Trump Fans Moore and Strange Head to a Runoff in Alabama Senate Race

The appointed incumbent limped into a runoff by leading Representative Mo Brooks, while the “Ten Commandments Judge” showed impressive statewide appeal. Photo: Bill Clark/CQ Roll Call

In an impressive show of his statewide appeal to conservatives, Judge Roy Moore seems sure to finish first in tonight’s Alabama’s special GOP Senate primary to fill Attorney General Jeff Sessions’s old seat. But Moore will now face appointed senator Luther Strange in a September 26 runoff where the incumbent will have a big financial advantage and the backing of President Trump.
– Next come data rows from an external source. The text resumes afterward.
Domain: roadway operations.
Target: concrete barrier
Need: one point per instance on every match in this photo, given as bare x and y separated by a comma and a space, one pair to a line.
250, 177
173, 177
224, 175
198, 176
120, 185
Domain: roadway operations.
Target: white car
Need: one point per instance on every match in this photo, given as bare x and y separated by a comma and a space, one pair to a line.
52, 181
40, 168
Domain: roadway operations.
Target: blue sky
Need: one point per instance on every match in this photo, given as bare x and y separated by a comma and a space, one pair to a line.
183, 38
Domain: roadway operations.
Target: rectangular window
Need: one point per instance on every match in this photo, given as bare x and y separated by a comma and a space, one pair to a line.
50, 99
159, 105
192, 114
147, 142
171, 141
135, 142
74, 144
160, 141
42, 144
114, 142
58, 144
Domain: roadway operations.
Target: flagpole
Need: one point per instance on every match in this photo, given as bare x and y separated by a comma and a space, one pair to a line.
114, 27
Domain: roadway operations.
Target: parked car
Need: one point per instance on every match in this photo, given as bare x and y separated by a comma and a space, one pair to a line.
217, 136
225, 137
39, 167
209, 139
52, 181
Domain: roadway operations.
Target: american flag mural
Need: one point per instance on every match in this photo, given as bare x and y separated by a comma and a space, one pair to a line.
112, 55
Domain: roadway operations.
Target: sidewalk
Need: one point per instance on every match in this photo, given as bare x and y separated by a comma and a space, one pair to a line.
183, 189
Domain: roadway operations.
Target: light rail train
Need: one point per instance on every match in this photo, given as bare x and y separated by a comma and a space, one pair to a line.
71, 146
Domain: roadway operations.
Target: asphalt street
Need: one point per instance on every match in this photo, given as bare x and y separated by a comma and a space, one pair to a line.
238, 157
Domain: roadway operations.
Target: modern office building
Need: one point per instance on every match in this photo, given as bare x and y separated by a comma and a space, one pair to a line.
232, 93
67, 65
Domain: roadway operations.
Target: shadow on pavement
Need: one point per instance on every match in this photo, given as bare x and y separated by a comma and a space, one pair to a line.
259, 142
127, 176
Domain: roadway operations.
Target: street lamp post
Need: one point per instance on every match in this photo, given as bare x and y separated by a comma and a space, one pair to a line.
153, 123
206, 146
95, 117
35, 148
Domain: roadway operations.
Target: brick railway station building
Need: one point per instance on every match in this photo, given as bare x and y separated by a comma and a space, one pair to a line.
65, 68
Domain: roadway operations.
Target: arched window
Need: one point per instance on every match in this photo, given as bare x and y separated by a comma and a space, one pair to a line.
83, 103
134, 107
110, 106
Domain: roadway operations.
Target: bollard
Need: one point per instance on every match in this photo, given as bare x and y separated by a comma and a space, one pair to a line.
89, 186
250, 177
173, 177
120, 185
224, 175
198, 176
It was not a particularly good sign for Strange’s popularity that his (or rather Mitch McConnell’s super-pac’s) domination of the Alabama airwaves and late endorsement from Trump earned him no more than second place in a very low-turnout contest — though he did win a runoff spot with a decisive edge over Representative Mo Brooks, who at one point in the campaign seemed poised to knock “Big Luther” right out of the top two. In retrospect, Brooks’s effort to pose as the pro-Trump candidate facing a pro-McConnell “swamp” candidate in Strange was really screwed up by Trump’s surprise endorsement of his rival.
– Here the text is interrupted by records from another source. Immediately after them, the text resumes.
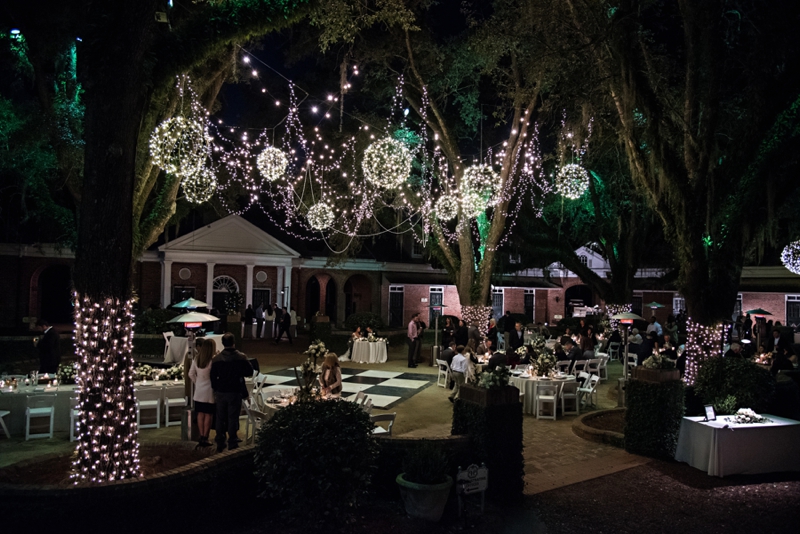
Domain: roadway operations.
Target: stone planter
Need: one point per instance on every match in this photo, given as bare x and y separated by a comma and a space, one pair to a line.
489, 397
656, 375
424, 501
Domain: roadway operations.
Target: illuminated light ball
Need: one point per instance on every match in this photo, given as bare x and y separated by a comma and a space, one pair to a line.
272, 163
447, 208
320, 216
179, 146
387, 163
790, 257
481, 179
572, 181
200, 186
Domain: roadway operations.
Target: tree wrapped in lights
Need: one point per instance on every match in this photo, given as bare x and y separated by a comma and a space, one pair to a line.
790, 257
572, 181
272, 163
320, 216
179, 145
387, 163
107, 434
200, 186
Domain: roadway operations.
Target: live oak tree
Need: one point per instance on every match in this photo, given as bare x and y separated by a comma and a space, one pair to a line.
127, 64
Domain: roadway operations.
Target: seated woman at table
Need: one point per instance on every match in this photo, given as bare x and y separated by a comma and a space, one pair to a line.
330, 377
200, 374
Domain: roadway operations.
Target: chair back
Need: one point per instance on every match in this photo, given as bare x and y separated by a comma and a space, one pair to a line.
41, 401
385, 417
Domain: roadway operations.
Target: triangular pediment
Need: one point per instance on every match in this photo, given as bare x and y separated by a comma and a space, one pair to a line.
231, 234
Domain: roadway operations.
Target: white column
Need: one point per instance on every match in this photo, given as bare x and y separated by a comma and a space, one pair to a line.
166, 283
288, 284
279, 285
210, 283
248, 297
Meanwhile, while Moore echoed Strange and Brooks in singing hymns of praise to Trump, he posted his best performance yet in a non-judicial race thanks to his own virtually universal name ID and a reputation for principled probity (wrapped tightly in a theocratic commitment to defy all princes, principalities, and federal judges, at the price of being removed once and suspended once as chief justice of the state Supreme Court). With more than three-fourths of the vote in, Moore was leading Strange by a 40/32 margin, with Brooks at 20 percent. The “Ten Commandments Judge” (in honor of the courthouse monument to the Decalogue he erected, which cost him his gavel the first time around) was winning all but six of the state’s counties.

But Strange will probably begin the runoff as the favorite. He will continue to enjoy financial backing from McConnell’s wealthy friends and the moral support of Trump, whose current embattled defense of neo-Confederate monuments will only enhance his wild popularity among Alabama Republican voters. Moreover, you can expect Alabama business interests to help Strange out of fear that Judge Roy’s teeth-grinding theocratic posture won’t exactly enhance the state’s image as an economic development site and tourism destination.

Alabama’s Democratic minority dodged a bullet today as the consensus party favorite for the Senate nomination, former U.S. Attorney Doug Jones, easily dispatched obscure but fortunately named candidate Robert Kennedy Jr., without a runoff. It’s hard to imagine a Democrat winning a statewide race in Alabama at the moment, but Roy Moore might be beatable, and a vicious Moore-Strange runoff could soften up the GOP more generally.